Sure enough, just after 11:30, Chris Jones strolled into the building, taking a tour that included autographs, selfies, Big Macs and a happy birthday jingle. After his last-minute Kansas City appearance, we’ve talked mostly about Jones’ ongoing holdout from the Chiefs, which he discussed in an unusual news conference before walking in the building.
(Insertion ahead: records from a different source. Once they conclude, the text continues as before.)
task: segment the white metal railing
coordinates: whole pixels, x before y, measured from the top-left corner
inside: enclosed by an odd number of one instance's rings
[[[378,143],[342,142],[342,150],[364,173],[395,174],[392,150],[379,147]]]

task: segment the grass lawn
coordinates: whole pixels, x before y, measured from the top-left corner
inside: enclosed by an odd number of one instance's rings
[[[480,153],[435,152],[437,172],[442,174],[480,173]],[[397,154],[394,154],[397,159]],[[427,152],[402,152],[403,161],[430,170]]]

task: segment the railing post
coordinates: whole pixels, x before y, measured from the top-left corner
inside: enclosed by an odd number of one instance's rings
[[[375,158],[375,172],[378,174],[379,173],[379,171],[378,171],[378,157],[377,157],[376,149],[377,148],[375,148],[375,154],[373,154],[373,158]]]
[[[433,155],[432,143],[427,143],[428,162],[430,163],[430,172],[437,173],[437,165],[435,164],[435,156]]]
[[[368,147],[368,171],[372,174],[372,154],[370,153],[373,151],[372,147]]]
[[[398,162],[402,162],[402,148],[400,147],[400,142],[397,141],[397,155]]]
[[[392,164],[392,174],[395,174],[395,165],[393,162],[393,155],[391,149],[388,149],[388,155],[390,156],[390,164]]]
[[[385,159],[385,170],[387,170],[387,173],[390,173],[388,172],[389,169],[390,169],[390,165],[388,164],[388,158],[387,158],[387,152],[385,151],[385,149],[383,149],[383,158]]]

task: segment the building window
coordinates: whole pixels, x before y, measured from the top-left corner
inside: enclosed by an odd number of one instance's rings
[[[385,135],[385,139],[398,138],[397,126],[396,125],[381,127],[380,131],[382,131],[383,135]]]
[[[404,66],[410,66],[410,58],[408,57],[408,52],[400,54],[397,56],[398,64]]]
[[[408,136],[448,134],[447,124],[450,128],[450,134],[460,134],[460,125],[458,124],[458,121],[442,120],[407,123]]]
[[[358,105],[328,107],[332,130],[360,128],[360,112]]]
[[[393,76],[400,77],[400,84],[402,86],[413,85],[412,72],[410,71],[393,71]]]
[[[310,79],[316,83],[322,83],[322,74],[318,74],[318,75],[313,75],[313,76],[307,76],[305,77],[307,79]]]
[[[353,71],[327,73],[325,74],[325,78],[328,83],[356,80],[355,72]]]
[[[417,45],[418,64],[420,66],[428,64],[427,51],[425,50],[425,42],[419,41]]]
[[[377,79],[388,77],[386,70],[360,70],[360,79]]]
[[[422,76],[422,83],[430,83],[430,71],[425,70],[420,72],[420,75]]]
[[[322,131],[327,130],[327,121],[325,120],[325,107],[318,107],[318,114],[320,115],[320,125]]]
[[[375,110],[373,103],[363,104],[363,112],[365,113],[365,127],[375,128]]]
But I did want to highlight the ensuing the hour, even if that’s part of the design of the trip. The Ronald McDonald House provides residence for the families of sick children while they receive care at locations nearby, commonly Children’s Mercy. With a black apron twisted and tied around his waist, Jones handed out food to kids and their families, pausing for pictures along the way. One kid, 8-year-old Jaxon Kress, dressed the part — a Chiefs jersey, gloves, a gold chain with a gigantic Chiefs logo for a pendant. When Jaxon saw Jones, he rolled his hand around his ear, mimicking Jones’ attempt to louden a crowd. Morris, who sat in the back, has been here for seven months, to the point that it feels like a second home.
And let’s be clear: No one would want to call this place home. Joining her on the two-hour wait: a book, green and white across the cover, with a framed picture in the middle. It’s six-month Kingston, her son, who was born without a right hand or left foot. He is also missing part of his jaw, and his opposite hand is not fully developed, either. He has spent his life as a patient in the Neonatal Intensive Care Unit. “My miracle baby,” Morris calls him. Twenty weeks into her pregnancy, Morris learned through a scan that the challenges of her motherhood would entail a few extra layers. A team of doctors at Children’s Mercy delivered Kingston with a rare procedure. Truth be told, they didn’t know if Kingston would survive birth. She had braced herself for that, but had a feeling he just might.
They’re shocked at his progress now, improving every day, she frames it before reciting a couple of his favorite toys. He is on the verge of sitting up on his own. Many of his physical limitations, though, will be permanent. “I’m always sitting in the hospital, and I’m constantly checking on him, so this is where I take time out and try to take my mind off it,” said Morris, from Milan, Missouri. In walked Jones. While Milan is more than a two-hour drive northeast of Kansas City, her family, she says, is comprised of a collection of diehard, watch-every-game Chiefs fans. She’s one of them. An email announced an unidentified guest in the morning, hinted it would be a Chiefs player, and she knew she needed something for him to autograph.
Jones’ excursion through the first floor of the house spanned nearly 45 minutes before he reached Morris. After a hug, she asked for a selfie and then an autograph. The book. Jones pulled out a black sharpie, then scripted his signature on the front. “It’s been a long journey,” Morris said. “But today makes you smile.”